Néanmoins, cette politique est permise à la condition que les partenaires de l’Inde soient tenu informés du montant exact des stocks constitués. En outre, pour calmer les craintes des pays en développement de voir les stocks indiens utilisés à l’exportation l’accord prévoit que tout pays recourant à cette pratique « veillera à ce que les stocks (…) n’aient pas d’effet de distorsion des échanges et n’aient pas d’effet défavorable sur la sécurité alimentaire d’autres Membres ». La question n’est pas pour autant réglée définitivement. Les travaux vont se poursuivre au sein du Comité de l’agriculture. Les membres de l’OMC se sont donné jusqu’à la onzième conférence ministérielle (d’ici 4 ans normalement) pour trouver une solution permanente et durable.
Un fois ce compromis obtenu, l’ensemble des autres textes sur la table a pu être approuvé. Ainsi celui concernant la facilitation des échanges commerciaux que l’Inde voulait bien reconnaitre à la condition d’obtenir satisfaction sur ses demandes agricoles. Tous les pays membres se sont donc engagés à faciliter le passage en douanes des produits circulant à travers le monde. Numérisation des documents douaniers, recours à internet, procédures simplifiée, accélération du passage en douane des denrées périssables…
Trois groupes de pays
Reste que tout le monde n’est pas à la même enseigne puisque les pays développés sont plus en avance que les pays en développement ou les pays pauvres. C’est pourquoi trois groupes de pays ont été répertoriés, les premiers pouvant mettre en œuvre immédiatement les mesures, les deuxièmes auront deux ans et les troisièmes, quatre ans. « Il est vrai que des aides seront octroyées pour les pays pauvres.
C’est une politique qui est déjà mis en place avec notamment la Banque Mondiale. Au bout du compte, tous les pays seront gagnants. Il est faux de dire que les pays développés uniquement en profiteront. Il ne faut pas oublier le formidable développement des échanges Sud-Sud », témoignait un négociateur européen. Les pays pauvres n’ont d’ailleurs pas été oubliés. Afin de mieux les insérer dans le commerce mondial et dans la création des chaines de valeurs internationales, les 49 Pays les Moins Avancés (PMA) se voient offrir des facilités d’exportation vers les marchés des pays riches. Selon l’accord, ils pourront exporter en franchise de droits de douanes des produits dont 25 % seulement de la valeur ajoutée aura été générée chez eux.

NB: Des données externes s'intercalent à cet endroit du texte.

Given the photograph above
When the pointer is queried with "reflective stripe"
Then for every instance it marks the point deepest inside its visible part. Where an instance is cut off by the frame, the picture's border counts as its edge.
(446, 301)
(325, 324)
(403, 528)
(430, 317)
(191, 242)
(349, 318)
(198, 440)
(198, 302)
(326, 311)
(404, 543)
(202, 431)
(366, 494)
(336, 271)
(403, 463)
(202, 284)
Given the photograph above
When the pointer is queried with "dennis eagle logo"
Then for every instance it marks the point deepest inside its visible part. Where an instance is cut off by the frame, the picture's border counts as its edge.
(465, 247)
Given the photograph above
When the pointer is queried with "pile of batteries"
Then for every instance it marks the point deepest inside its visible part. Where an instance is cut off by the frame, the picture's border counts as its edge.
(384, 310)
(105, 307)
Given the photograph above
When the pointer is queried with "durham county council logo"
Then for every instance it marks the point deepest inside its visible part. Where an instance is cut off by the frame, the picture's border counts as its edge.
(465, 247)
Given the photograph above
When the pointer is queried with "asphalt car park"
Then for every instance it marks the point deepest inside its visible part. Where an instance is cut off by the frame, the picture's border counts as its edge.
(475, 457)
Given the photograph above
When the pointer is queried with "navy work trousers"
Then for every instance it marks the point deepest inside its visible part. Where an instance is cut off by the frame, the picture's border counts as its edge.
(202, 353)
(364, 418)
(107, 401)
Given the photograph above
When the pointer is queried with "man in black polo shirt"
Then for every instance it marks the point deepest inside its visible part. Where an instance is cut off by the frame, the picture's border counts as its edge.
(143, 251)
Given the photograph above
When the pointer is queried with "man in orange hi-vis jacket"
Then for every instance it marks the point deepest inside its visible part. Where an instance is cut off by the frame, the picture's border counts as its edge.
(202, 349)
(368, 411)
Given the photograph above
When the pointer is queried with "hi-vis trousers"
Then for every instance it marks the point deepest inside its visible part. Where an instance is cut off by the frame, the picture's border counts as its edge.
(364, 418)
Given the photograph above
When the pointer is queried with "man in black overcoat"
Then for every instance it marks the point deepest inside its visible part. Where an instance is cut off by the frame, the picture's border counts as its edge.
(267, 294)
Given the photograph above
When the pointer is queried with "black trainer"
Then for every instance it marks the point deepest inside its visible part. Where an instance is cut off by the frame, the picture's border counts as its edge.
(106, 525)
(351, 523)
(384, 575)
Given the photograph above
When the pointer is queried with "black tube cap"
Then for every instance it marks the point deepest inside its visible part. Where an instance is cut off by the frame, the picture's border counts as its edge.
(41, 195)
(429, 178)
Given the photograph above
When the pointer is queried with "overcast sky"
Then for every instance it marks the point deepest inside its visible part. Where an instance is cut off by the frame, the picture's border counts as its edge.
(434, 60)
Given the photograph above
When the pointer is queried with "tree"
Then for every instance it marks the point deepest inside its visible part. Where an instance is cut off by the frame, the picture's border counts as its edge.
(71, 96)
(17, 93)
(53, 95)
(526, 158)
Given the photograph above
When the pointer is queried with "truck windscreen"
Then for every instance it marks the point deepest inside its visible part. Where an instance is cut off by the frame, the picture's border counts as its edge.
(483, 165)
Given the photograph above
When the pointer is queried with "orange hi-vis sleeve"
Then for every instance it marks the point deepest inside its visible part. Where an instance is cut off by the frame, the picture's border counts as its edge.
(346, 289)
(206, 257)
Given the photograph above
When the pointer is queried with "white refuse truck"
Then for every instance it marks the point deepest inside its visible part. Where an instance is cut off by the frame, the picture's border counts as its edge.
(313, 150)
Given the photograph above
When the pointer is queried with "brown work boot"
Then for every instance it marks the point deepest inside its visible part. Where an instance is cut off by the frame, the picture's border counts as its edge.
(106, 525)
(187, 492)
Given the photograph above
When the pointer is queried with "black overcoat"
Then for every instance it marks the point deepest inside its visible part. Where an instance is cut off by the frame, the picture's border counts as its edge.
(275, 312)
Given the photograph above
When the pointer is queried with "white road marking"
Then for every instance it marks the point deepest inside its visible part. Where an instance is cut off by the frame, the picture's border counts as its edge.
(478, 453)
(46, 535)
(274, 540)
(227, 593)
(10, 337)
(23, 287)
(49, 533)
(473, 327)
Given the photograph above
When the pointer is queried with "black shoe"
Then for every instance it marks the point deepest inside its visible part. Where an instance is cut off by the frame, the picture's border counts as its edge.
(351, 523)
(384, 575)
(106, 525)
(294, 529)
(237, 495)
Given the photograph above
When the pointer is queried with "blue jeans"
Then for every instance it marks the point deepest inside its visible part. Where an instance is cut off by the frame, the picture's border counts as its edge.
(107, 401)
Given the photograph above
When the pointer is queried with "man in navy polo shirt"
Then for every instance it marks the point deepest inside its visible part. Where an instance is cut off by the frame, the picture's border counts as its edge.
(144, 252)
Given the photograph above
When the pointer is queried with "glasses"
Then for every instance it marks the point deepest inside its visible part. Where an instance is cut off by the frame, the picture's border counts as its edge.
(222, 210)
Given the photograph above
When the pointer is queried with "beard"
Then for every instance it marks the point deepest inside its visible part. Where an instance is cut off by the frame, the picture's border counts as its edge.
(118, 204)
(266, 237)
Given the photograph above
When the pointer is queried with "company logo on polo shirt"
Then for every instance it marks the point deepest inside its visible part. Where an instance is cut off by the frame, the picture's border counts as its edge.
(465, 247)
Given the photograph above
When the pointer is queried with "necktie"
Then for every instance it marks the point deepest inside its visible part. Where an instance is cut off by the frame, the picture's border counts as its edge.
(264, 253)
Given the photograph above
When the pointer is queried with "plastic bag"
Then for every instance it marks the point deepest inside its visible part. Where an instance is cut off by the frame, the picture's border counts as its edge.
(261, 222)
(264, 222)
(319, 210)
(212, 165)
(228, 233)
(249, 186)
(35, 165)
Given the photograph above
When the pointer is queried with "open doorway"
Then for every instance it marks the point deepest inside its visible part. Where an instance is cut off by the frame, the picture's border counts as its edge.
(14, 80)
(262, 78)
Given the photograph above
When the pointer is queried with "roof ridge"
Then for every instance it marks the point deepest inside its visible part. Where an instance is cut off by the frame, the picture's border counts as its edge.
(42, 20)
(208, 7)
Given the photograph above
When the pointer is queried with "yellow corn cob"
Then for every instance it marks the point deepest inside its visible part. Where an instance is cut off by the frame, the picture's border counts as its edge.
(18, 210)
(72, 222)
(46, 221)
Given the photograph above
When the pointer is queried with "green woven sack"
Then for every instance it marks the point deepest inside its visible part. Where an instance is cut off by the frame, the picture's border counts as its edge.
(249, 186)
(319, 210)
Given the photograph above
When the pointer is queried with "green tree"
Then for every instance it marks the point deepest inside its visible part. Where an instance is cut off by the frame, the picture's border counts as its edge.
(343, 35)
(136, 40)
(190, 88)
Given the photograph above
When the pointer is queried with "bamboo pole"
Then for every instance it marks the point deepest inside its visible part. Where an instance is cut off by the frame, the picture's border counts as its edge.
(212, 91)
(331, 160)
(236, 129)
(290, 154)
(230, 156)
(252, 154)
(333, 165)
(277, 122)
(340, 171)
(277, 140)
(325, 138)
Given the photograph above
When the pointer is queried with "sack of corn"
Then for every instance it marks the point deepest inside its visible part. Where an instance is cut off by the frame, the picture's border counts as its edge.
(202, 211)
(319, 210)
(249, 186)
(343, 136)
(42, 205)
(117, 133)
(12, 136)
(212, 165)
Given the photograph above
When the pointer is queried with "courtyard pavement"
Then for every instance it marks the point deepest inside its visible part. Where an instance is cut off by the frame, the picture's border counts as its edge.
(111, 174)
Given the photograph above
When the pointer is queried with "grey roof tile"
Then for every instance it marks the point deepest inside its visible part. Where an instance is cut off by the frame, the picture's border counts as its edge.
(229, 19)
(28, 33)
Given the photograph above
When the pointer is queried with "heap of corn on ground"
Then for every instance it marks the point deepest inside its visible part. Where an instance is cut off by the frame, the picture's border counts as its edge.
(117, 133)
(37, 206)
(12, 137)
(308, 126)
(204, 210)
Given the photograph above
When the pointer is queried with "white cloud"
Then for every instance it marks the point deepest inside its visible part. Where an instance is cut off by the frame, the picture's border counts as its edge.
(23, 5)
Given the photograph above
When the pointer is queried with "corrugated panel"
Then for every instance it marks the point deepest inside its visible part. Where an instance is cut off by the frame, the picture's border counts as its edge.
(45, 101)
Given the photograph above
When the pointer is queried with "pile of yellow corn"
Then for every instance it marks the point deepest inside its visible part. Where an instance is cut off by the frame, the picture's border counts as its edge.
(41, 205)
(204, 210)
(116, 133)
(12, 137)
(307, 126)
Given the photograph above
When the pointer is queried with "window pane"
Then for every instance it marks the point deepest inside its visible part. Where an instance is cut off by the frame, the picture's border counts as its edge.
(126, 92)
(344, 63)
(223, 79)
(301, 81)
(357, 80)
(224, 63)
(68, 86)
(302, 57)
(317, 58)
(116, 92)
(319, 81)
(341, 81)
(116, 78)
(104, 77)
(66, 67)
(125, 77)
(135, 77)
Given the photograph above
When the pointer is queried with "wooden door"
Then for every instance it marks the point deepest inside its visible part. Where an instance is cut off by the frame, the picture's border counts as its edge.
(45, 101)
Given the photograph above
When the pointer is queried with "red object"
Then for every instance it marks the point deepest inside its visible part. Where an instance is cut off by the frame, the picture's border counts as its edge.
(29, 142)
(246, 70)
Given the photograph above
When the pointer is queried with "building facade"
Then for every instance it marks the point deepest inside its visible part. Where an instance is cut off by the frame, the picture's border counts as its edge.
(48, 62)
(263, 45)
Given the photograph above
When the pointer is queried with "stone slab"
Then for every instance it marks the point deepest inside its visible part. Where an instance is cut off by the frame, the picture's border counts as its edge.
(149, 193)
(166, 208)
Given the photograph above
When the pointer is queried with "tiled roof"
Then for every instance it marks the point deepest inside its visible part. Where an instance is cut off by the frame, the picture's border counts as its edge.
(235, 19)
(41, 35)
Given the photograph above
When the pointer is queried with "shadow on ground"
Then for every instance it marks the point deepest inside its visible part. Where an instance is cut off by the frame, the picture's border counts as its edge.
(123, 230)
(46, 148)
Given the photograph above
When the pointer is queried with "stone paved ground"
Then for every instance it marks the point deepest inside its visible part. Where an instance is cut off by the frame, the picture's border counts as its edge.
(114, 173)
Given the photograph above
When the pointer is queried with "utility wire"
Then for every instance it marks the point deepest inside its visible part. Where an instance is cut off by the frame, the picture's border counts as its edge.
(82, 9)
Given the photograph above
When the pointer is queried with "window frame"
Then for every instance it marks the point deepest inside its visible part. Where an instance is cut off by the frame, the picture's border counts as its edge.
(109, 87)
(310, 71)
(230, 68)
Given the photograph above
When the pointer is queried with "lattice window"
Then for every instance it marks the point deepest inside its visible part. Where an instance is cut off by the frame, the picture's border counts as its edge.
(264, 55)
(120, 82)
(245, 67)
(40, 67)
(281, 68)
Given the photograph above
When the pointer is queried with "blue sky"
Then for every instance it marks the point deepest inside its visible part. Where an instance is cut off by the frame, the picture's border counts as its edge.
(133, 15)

Si la ministérielle de Bali est un succès incontestable, il ne faut pas pour autant en surestimer la portée. Comme le souligne un négociateur, c’est un premier pas dans la bonne direction. Le paquet sur la table avait été suffisamment restreint pour permettre l’émergence d’un consensus. Les sujets épineux ont été soigneusement expurgés. C’est la stratégie, dans le jargon de l’OMC, dite «low-handling fruits » (NDLR : les fruits du bas de l’arbre peuvent être cueillis facilement). La récolte des fruits du haut demandera beaucoup d’effort. Pour l’heure, l’OMC ne s’est offerte qu’un sursis.